Before digging in to this, we would like to make what we see as a reassuring observation: For many research programs, any of these cloud platforms will work great. The cloud providers actively maintain feature parity; and while the specific details vary the basic services are very equivalent. After all Linux is Linux 99% of the time, regardless of which Virtual Machine it runs on.

But Let’s Break This Question Down A Bit

Cloud choice for research is a slightly involved topic, as one might imagine: All research projects do have their own unique character. So going in, a good ‘meta-question’ to keep in mind might be “Does our research program benefit from a careful cloud intercomparison (which can become a bit of a project in itself)?”

The CloudBank portal features a catalog of features broken out by vendor; a place to start (but caveat: These catalogs are subject to becoming dated as providers release new features.)

Pending further “Cloud Differentiator” content: For the moment, let’s describe a couple of approaches one can take to understanding cloud choice. And remember please: If you are accessing the cloud through CloudBank you have access to all four clouds with no obligation; so you can try them out on an exploratory basis and you can mix-and-match or switch clouds as you see fit. However to minimize your cloud “process” it is ideal to settle on a particular cloud, set it up for use, and get on with your research.

Usability A good way of getting a feel for the cloud interface is to look into free online introductory training. If you can spend even thirty minutes learning about a cloud interface (the browser-based “console” or “portal”) you will start to develop a sense of what that particular cloud will be like to use.

Cost Cloud providers are in competition, primarily for enterprise subscription. For this reason the cost of their base services is often comparable. There are some ‘third party’ cost comparison blogs on the internet (here is an example) that can help illuminate how vendor costs compare. However as a good first approximation we see no clear “cost winner” for basic cloud services (compute power, storage, networking) so it might be more productive to focus on applicability of the cloud stacks to your research.
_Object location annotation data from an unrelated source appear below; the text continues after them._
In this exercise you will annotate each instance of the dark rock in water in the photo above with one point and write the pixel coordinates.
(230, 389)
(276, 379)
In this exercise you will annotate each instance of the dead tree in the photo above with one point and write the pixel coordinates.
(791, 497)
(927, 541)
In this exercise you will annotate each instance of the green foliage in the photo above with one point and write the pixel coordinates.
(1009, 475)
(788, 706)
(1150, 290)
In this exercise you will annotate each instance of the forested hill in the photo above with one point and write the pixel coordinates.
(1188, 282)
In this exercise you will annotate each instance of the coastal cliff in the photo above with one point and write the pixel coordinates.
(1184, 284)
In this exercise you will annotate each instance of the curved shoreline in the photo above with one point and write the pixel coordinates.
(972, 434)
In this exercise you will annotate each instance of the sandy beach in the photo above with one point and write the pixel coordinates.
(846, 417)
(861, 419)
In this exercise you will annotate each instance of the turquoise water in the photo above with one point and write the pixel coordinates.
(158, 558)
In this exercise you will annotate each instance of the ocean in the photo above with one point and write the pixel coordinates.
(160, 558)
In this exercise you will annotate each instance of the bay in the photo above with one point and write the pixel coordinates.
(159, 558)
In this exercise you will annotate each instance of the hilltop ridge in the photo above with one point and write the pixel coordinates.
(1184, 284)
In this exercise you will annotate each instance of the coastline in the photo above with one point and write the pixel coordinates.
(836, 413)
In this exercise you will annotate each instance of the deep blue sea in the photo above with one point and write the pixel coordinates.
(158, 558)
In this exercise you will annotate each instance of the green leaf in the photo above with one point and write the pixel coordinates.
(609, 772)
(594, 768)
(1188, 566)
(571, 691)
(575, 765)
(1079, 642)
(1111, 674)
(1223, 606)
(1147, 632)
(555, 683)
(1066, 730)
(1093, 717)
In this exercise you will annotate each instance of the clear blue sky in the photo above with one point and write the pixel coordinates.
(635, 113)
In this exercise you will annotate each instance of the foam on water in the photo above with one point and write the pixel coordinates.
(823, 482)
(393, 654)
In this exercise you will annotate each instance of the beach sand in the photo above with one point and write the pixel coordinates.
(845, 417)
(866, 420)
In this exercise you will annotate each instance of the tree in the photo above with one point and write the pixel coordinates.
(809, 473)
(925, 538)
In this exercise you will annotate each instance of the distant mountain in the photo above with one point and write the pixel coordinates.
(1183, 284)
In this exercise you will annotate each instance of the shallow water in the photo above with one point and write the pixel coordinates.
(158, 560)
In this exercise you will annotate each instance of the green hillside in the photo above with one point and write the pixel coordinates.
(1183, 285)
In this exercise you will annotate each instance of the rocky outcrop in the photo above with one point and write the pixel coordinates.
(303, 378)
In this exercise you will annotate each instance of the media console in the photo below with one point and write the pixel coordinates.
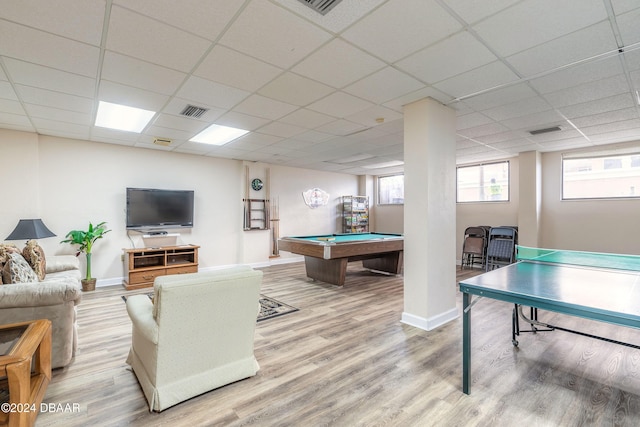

And note the ‘they all work great’ remark above.

Case Studies It can be very helpful to look at case studies: What team X accomplished on cloud Y for topic Z. Web searches can work well for this; and we also invite researchers to write to CloudBank asking for pointers or references for a particular type of research. At this time there is often no substitute for direct communication with (start with an email to help@cloudbank.org) to get some helpful guidance.

There is much more to this important topic; hopefully these remarks will serve as a good starting point.